It turns out that our memories are extremely mouldable. In fact – contrary to the long-accepted view that once a memory is captured and stored in our brain’s neural circuits, it can be retrieved but not rewritten – our memories are actually recast and revised every time we recall them. This is according to Daniela Schiller, a Mount Sinai School of Medicine neuroscientist who is harnessing this new understanding of memory – that it is in “an unstable state, rewritten and remodeled every time it is retrieved “ – with a view to updating memories, particularly in the case of painful ones, so that a negative experience is remoulded into one with a positive context.
Schiller’s specialty is in the connection between memory and fear. While evolutionarily speaking, fear memories are an important survival mechanism using cues in the environment to prompt certain responses, they can also be detrimental to our daily life when in extreme cases, emotional memories become traumatic and the ability to inhibit fear when it is no longer needed is not there. Schiller, out of her lab at Mount Sinai Medical School along with other researchers spearheading memory research, has gathered data to put forward the case that we can alter the emotional impact of a memory by adding new information to it or recalling it in a different context – essentially, repairing bad memories and “reconsolidating” them.
The suggestion from her research with her NYU colleagues, underscored in a landmark 2010 paper in Nature, is that if mitigating information about a traumatic event is introduced within a very small window of opportunity after its recall, the emotional experience of the memory can be “rewritten” – the memory can be “reconsolidated” without fear – “When you affect the emotional memory, you don’t affect the content,” explains Schiller. “You still remember perfectly. You just don’t have the emotional memory.”
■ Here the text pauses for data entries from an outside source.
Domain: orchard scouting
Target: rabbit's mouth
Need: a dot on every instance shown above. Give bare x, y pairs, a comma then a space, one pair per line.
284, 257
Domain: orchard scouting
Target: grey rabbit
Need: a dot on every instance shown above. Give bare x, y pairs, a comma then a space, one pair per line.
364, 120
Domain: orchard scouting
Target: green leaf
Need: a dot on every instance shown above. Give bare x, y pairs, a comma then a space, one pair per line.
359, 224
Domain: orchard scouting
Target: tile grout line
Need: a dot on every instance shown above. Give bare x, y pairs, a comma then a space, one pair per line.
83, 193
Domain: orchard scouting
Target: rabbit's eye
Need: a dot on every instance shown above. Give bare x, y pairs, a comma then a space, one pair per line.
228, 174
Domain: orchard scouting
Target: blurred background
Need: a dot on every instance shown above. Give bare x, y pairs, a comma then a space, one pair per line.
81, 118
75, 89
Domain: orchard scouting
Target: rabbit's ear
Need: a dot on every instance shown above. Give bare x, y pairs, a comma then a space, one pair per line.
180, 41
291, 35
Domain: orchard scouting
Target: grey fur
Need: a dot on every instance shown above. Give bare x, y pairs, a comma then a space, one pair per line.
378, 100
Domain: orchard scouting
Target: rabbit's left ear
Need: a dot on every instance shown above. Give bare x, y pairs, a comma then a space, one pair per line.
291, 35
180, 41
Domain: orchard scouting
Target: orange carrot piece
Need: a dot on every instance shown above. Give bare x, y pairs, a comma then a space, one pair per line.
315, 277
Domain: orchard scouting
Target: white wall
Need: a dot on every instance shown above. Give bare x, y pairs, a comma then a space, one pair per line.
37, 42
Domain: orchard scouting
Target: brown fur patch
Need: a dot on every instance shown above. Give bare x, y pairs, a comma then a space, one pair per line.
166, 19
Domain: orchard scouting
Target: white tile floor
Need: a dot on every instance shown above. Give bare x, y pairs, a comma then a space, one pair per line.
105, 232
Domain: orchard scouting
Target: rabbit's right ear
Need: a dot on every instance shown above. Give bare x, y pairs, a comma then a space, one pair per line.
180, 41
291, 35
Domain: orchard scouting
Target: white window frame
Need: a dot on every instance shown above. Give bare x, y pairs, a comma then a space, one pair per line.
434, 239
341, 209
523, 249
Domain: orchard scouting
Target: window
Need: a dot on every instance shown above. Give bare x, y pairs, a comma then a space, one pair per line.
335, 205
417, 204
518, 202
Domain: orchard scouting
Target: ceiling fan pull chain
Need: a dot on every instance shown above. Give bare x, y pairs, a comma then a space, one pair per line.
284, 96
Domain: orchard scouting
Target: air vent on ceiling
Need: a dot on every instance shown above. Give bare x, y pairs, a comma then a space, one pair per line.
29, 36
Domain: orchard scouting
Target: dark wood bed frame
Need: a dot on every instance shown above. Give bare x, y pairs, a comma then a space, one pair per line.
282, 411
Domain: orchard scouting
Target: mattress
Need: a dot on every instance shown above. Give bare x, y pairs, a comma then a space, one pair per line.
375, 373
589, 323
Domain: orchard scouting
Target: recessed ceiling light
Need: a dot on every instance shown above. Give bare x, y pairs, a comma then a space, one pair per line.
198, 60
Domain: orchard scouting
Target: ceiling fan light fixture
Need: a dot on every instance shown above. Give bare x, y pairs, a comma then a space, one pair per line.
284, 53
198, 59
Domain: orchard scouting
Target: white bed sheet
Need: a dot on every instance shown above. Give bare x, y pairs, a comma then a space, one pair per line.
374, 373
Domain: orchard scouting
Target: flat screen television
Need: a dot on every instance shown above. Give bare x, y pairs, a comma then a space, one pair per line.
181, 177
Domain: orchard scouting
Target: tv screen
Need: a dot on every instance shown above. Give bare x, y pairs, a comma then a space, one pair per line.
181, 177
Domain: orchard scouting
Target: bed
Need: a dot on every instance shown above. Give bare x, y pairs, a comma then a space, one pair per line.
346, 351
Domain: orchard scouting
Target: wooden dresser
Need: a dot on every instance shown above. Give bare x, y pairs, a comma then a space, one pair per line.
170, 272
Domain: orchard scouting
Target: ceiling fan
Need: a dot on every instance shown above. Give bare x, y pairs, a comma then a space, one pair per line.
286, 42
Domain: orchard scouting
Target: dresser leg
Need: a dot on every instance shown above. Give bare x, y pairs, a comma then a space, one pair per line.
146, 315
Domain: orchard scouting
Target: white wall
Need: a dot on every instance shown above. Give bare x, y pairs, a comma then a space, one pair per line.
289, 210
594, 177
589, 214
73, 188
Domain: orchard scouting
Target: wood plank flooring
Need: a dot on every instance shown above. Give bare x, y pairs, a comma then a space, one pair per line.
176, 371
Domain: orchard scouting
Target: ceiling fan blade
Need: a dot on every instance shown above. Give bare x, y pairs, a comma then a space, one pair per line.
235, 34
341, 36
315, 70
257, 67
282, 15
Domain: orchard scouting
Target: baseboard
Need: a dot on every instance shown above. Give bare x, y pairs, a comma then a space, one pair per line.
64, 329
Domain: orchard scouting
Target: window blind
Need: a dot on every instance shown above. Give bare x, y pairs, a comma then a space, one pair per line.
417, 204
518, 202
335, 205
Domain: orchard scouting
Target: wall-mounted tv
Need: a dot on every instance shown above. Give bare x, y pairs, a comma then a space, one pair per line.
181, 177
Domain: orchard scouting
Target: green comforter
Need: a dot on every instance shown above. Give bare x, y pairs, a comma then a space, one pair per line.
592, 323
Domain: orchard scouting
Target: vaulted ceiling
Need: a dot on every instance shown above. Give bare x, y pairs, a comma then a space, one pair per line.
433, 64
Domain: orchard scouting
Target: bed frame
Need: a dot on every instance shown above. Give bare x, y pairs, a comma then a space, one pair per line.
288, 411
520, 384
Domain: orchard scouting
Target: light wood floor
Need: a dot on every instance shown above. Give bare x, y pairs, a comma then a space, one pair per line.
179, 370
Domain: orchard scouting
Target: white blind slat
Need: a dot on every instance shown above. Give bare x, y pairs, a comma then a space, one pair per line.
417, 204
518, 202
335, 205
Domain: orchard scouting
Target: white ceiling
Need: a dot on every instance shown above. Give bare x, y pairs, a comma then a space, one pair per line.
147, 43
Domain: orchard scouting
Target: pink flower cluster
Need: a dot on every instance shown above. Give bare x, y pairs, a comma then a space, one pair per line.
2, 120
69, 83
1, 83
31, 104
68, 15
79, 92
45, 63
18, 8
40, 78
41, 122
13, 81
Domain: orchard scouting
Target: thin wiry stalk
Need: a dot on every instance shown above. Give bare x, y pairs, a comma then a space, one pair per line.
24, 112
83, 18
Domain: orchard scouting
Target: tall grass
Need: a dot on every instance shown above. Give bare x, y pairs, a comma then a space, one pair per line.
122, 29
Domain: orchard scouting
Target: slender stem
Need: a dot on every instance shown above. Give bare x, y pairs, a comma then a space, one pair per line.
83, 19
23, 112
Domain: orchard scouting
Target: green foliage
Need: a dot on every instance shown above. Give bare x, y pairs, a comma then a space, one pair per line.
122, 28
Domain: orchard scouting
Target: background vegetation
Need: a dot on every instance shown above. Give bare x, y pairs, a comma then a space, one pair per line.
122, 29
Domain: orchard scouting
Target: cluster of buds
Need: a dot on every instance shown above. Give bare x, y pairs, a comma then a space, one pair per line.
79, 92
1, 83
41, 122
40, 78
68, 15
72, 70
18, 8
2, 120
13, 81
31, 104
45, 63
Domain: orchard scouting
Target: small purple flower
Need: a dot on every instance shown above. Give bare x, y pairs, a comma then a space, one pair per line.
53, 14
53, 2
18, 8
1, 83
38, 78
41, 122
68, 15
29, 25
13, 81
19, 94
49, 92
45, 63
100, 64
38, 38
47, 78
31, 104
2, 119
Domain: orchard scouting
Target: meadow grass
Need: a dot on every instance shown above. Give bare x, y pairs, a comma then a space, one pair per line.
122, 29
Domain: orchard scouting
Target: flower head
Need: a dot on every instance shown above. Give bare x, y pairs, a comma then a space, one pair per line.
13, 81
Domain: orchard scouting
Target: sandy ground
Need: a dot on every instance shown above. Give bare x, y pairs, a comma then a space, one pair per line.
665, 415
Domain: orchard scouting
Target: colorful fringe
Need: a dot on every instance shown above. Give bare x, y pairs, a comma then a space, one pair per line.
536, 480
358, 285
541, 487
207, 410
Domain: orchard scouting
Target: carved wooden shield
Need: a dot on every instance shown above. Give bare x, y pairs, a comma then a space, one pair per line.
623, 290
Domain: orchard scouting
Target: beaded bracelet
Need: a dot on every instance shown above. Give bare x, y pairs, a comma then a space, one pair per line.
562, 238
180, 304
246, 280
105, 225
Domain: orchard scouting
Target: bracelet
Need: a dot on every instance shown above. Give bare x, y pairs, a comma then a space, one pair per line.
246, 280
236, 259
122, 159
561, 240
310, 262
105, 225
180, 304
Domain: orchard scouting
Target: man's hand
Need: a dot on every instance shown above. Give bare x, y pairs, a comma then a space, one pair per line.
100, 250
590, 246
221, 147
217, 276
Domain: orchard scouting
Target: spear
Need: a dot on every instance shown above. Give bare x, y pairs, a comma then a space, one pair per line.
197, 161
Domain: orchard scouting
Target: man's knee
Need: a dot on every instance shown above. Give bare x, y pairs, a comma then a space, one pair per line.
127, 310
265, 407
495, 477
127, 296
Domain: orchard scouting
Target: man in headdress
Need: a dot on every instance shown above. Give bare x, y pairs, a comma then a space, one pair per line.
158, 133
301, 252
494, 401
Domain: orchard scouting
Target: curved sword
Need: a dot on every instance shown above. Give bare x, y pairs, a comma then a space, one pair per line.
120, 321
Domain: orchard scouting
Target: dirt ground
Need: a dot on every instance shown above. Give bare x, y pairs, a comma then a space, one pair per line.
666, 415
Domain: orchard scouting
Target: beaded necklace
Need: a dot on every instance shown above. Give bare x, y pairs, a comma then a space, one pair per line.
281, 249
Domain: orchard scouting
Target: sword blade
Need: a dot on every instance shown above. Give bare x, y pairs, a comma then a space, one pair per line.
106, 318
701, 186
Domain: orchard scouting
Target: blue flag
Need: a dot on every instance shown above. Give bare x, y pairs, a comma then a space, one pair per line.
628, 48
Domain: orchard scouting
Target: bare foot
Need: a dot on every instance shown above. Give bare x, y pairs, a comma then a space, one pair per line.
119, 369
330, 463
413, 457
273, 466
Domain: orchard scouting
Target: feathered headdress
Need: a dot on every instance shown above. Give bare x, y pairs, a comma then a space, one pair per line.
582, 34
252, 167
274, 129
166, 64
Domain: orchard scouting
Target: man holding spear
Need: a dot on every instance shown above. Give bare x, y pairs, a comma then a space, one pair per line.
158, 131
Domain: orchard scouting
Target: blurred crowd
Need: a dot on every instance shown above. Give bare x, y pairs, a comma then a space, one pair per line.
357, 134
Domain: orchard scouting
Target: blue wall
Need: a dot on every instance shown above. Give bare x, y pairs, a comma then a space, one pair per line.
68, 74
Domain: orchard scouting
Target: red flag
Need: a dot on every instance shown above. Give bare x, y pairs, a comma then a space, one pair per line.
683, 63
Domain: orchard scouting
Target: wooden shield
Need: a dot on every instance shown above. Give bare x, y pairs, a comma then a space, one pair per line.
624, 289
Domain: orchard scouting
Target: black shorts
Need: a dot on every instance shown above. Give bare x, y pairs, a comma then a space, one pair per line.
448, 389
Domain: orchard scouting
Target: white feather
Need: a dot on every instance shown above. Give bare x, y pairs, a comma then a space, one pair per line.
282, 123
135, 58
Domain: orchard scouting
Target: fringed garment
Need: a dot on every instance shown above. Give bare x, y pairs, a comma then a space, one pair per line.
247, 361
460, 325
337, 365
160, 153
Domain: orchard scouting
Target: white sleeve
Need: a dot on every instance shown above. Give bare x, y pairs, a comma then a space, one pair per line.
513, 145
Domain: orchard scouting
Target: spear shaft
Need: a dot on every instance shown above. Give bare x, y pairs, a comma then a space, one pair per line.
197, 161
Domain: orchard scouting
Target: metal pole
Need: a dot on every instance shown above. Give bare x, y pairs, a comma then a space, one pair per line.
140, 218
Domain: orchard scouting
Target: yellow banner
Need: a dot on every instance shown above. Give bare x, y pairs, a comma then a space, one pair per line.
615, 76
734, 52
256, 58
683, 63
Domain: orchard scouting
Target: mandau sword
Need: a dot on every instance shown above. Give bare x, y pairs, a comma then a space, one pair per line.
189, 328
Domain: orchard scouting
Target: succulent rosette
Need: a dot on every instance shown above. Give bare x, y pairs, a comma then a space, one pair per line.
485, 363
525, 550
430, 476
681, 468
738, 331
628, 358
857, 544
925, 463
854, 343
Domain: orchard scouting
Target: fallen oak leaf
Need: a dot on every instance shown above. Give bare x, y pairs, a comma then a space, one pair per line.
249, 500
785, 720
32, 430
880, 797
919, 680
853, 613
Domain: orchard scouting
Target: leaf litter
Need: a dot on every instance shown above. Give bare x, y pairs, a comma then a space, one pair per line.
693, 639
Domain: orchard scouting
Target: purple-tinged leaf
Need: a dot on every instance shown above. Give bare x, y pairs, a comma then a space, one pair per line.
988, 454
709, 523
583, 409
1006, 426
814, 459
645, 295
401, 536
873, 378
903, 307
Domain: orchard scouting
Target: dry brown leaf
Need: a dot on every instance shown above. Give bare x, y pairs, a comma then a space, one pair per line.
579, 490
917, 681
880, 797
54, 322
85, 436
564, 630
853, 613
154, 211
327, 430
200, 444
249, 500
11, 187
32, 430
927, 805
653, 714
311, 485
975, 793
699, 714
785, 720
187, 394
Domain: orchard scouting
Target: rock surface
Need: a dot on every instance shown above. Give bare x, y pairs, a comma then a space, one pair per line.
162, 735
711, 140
Her interest in the nature of human memory was piqued in the sixth grade when on the annual Holocaust Memorial Day in Israel, for a school project she asked her father about his memories as a Holocaust survivor and was met with silence every time. The whole of Israel comes to a stop on this day for exactly two minutes with an eruption of sirens that can be heard from the Mediterranean to the Dead Sea and it was always the same – as if the memorial day and the blaring sirens, at least for her father, did not exist.
Her curiosity about what had happened to him, what he was concealing and why, and how people come to cope in this way became the foundation, in large part, of her career focus on how emotional memories are formed in the brain. “I want to disentangle painful emotion from the memory it is associated with,” Schiller explains. “Then somebody could recall a terrible trauma, like those my father obviously endured, without the terror that makes it so disabling. You would still have the memory, but not the overwhelming fear attached to it.”
Schiller’s and her colleagues’ findings challenge 100 years of neuroscience and turn our understanding of the permanence of memory on its head, with the potential behavioural and clinical implications of memory reconsolidation for new treatment down the line being immense.